What he [Pope Francis] says is not entirely wrong, but the patrimony that he will leave us , if he disowns us, will be heavy to cope with.
We weren’t at the bottom, we are going down yet further.
Benedict XVI was going very slowly, obviously having to get each jot and tittle past the heavy Vatican bureaucracy on pain of something extra being added to his soup, no doubt. It was easier to bring back items of dress than do anything more profound about a reform of the reform. I think that was the point about Benedict XVI. He went to war out-gunned and out-horse-powered.
It remains to be seen whether Pope Francis wishes to pursue a deep reform of the reform whilst making abstraction of the tat. The Benedictines in France don’t use lace and their vestments are rather more modern and sober – but their liturgy is beautiful and uplifting. I go more for simplicity myself. Pope Francis is a Jesuit, and very few Jesuits have ever been interested in the liturgy. We are until now led to believe that, as for Paul VI, the liturgy is some kind of optional accessory that can be discarded at will according to “missionary” imperatives. In this way of thinking, form has no importance, only the rationally apprehended “truth”. That’s what it seems to look like until now with Pope Francis. I know the discourse by heart – Fribourg University in the 1980’s made me immune!

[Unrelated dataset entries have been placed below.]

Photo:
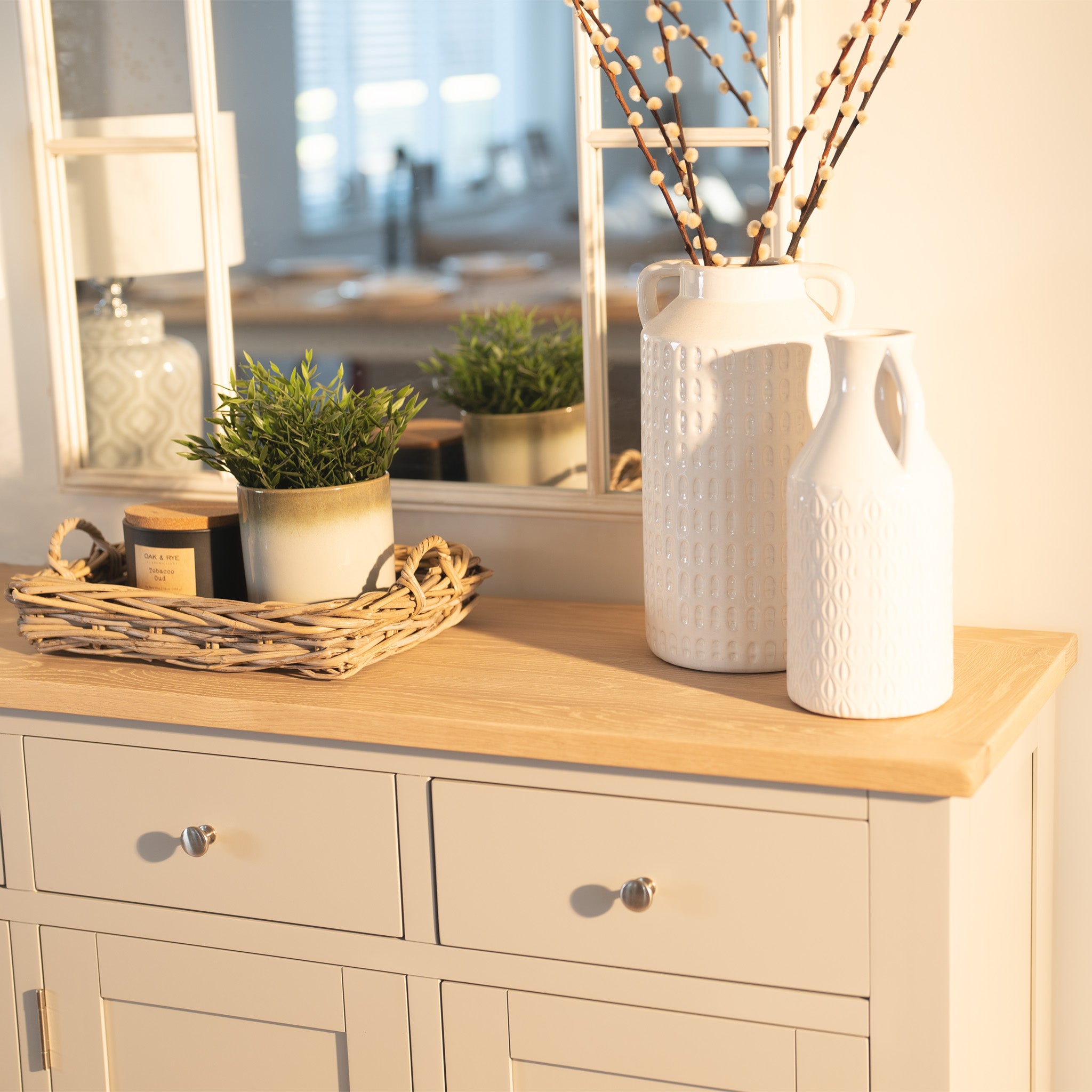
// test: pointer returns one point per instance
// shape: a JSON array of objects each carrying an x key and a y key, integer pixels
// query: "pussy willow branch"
[
  {"x": 788, "y": 166},
  {"x": 689, "y": 188},
  {"x": 673, "y": 10},
  {"x": 814, "y": 203},
  {"x": 831, "y": 138},
  {"x": 751, "y": 45},
  {"x": 582, "y": 15},
  {"x": 679, "y": 167}
]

As mentioned before, it would seem doubtful that Pope Francis would abolish the English so-called Agatha Christi indult of Paul VI, the 1984 indult and legislation of 1988 by John Paul II and finally Summorum Pontificium of Benedict XVI. The problem would be the possibility for priests and priestly institutes availing of these faculties to minister in an “ordinary” diocese. It is much easier to treat all that as Anglicanorum coetibus was dealt with, made dead letter except in a fairly skeletal form. This is a very cogent concern. Perhaps, under Benedict XVI, some bishops accorded permissions unwillingly but out of a feeling of obedience to the Pope. With that incentive gone – Chassez le naturel, il revient au galop. For those who don’t read French, we English say that The leopard cannot change its spots. Many traditionalists will return to the Society of St Pius X, which is now saying that they are relieved not to have accepted a deal with Benedict XVI! Right or wrong – posterity will judge.
As men like Dr Luc Perrin say, it is too early to judge with certitude. There are indications that seem to fit into a pattern, and those who go along with the reformer (as in Lollards, Protestants, Jansenists, etc.) mindsets like Kasper and Mahoney still seem to be delighted. Naturally, those who want abortion, gay marriage and women priests may be disappointed – but yet so might those wanting traditional liturgies.
I was a Roman Catholic for only a relatively short period of my life, but I still have my contacts and influences. I really do wonder whether we are better off under triumphalist conservatives who were at their most vocal during the Benedictine Pontificate, and who talk in whispers now – or under the way things were in the Paul VI era, when you had to be extremely conservative to react against the heresy of formlessness.
None of us has any reassurance of being in a Church or particular jurisdiction with a future, something to which we can leave our earthy goods and entrust our children and grandchildren. We Continuing Anglicans are fragile and are ourselves regaining stability brick by brick. Many Roman Catholics two months ago thought they could lord it over everyone else and boast their solidity – they are now walking on eggs as they wait for things to “pan out”.
I feel sad and worried about others who wait for Godet like many of us Anglicans did as we laboured with our illusions two to three years ago. I yet have confidence that Pope Francis’ pastoral sense would prevail as he considers the need for cultural diversity in the Church, between his own people and the Africans and Asians – and the Europeans of both post-modern and classical cultures. Perhaps this view might come across as a way to restoring the pre-Tridentine kaleidoscope of local rites and uses together with the customs of the historical religious orders. This would be my hope and my prayer for our Roman Catholic brothers and sisters.